Cette forme un peu hybride de ­docu-fiction s’est-elle imposée immédiatement ?

Non, la première version du ­scénario nous plaçait vraiment dans la fiction. Je m’appelais ­Joseph, j’étais écrivain et, revenant des États-Unis, j’écrivais sur la Vierge Marie et tombais amoureux de mon éditrice. Mais quand Benjamin Charbit l’a lu et m’a demandé qui était Joseph, j’ai bien dû lui dire que c’était mon deuxième prénom, bref que c’était moi. À ce moment-là, je me suis résolu à enlever ce que j’appelle «le gras», tout ce qui m’éloignait de moi. Cela ne m’empêche pourtant pas de laisser planer un doute sur la frontière entre fiction et réalité, et j’avoue que ça m’amuse qu’on puisse se demander, à propos de ce film de juif, si c’est du lard ou du cochon !

Mettre en scène vos parents et votre sœur dans ce film était-il une manière de crever l’abcès ?

Honnêtement, oui. C’est ce que les sociologues appellent le schéma de maîtrise. Je suis en train de lire Rester juif ?, de Yaël Hirsh, sur la conversion, et elle explique bien cette habitude qu’ont les intellectuels ou les artistes d’accompagner leur cheminement spirituel d’un récit, comme d’une béquille ou d’une obligation d’aller au bout. Mais en embarquant les miens dans ce film, je m’assurais aussi le plaisir de jouer avec mes parents et je risquais moins de m’éloigner de la vérité.

David, le père, est un ancien mime, et Régine, la mère, naturellement drôle. Laura Gilli

Pourquoi Arié, votre frère, comédien, n’est-il pas au casting ?

En tant qu’acteur accompli, je pense qu’il a trouvé étrange que je lui dise : «Tu ne veux pas faire un film avec papa, maman, Judith et moi ?». Mais je le comprends, car il faut dire que je suis resté très secret par rapport à ma démarche ; je présentais le projet comme un film sur la crise de la cinquantaine et j’avoue que, sur ce coup-là, j’ai un peu arnaqué mes parents (rires).

Ce besoin de vous rapprocher de la vérité a-t-il été motivé par les accusations de plagiat dont vous avez fait l’objet en 2019 ?

Inconsciemment, sûrement.
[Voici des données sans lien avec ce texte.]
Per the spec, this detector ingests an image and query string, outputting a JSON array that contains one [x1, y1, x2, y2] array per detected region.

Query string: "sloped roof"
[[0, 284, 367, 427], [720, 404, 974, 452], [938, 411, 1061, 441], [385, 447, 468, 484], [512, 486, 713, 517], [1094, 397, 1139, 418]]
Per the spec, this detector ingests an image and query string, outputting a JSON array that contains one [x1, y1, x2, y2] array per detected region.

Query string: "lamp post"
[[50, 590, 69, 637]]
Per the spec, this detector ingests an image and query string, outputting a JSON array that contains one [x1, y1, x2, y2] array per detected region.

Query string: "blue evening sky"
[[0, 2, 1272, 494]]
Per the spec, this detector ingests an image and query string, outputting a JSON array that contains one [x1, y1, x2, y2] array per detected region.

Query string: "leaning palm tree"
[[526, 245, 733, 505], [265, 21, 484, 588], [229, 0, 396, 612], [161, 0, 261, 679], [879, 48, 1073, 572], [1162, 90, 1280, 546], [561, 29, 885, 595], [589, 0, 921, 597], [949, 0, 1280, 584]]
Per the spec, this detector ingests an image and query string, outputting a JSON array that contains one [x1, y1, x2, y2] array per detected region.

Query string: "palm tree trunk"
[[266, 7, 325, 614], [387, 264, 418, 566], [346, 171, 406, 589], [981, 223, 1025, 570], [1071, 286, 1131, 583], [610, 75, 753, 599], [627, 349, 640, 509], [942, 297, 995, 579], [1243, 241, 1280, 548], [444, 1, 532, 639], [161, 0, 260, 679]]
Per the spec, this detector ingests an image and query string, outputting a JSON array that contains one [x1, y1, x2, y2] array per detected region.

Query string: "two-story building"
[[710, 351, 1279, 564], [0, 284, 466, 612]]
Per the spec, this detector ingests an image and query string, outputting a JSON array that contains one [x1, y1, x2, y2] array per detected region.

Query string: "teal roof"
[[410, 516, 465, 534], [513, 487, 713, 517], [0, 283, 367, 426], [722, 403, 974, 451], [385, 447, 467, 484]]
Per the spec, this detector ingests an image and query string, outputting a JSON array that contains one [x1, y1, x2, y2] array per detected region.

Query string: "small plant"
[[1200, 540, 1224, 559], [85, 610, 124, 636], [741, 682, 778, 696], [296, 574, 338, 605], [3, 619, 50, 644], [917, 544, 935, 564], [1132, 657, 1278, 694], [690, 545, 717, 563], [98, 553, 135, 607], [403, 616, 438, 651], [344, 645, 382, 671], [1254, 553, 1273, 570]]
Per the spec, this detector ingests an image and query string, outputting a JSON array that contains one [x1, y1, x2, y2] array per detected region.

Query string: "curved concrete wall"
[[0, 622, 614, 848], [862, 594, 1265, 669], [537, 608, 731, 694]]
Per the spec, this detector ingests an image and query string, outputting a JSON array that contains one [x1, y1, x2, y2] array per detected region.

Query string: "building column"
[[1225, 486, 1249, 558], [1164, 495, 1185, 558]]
Et d’une certaine manière, je suis reconnaissant de ce qui est arrivé, car cela m’a beaucoup appris. J’ai analysé les critiques, travaillé sur moi et j’en ai fait quelque chose de pur. Et pour le coup, on ne pourra pas me reprocher d’avoir emprunté cette histoire à quelqu’un ; si je ne l’avais pas vécue, je n’aurais pas pu l’inventer !

Aviez-vous conscience, en le faisant, que ce film était une œuvre courageuse ?
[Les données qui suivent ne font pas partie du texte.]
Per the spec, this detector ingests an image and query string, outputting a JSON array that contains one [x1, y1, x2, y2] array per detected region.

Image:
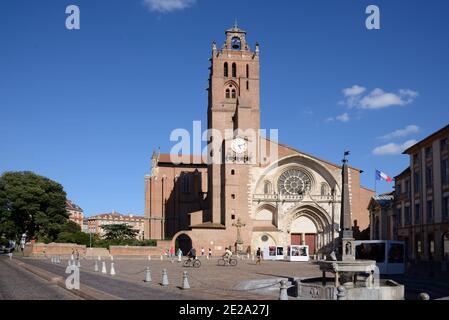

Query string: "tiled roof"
[[88, 212, 144, 221], [66, 200, 83, 212]]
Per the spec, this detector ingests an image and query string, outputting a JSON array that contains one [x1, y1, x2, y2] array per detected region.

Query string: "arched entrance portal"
[[286, 205, 332, 255], [290, 216, 318, 254], [175, 234, 192, 255]]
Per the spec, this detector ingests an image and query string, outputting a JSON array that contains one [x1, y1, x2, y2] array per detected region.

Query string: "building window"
[[441, 138, 448, 152], [225, 89, 230, 99], [264, 181, 272, 194], [224, 62, 228, 77], [414, 172, 420, 193], [425, 147, 432, 159], [374, 217, 380, 239], [231, 214, 235, 220], [396, 208, 402, 227], [426, 200, 433, 224], [246, 64, 249, 78], [320, 183, 329, 196], [231, 169, 235, 175], [405, 179, 411, 198], [261, 235, 269, 242], [231, 194, 236, 199], [425, 165, 433, 190], [413, 153, 420, 166], [443, 196, 449, 220], [231, 89, 236, 99], [414, 203, 420, 224], [232, 63, 237, 77], [246, 80, 249, 90], [395, 183, 401, 197], [442, 159, 449, 185]]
Non, car le courage n’est pas quelque chose dont on doit avoir conscience. Et s’il l’est, c’est parce que je l’ai fait sans me demander s’il plairait. Ma seule préoccupation, et ce n’est pas une posture, est de savoir s’il nous permettra d’avancer. J’aimerais sincèrement que ça incite les communautés à se parler et à se connaître davantage, qu’on puisse connecter juifs, chrétiens et musulmans dans la fraternité. La raison pour laquelle, au Maroc, nous avons grandi en harmonie, c’est qu’on se connaissait : les petits musulmans connaissaient les rites des juifs, et inversement. J’ai conscience de la complexité de cette affaire, car je ne suis pas dans l’œcuménisme, que je considère comme une posture institutionnelle et politique – la photo qui réunit l’imam, le rabbin et le prêtre est jolie, mais on la prend toujours après l’accident. Moi, j’aimerais qu’on se réunisse en dehors des drames et qu’on se protège les uns les autres, comme des frères.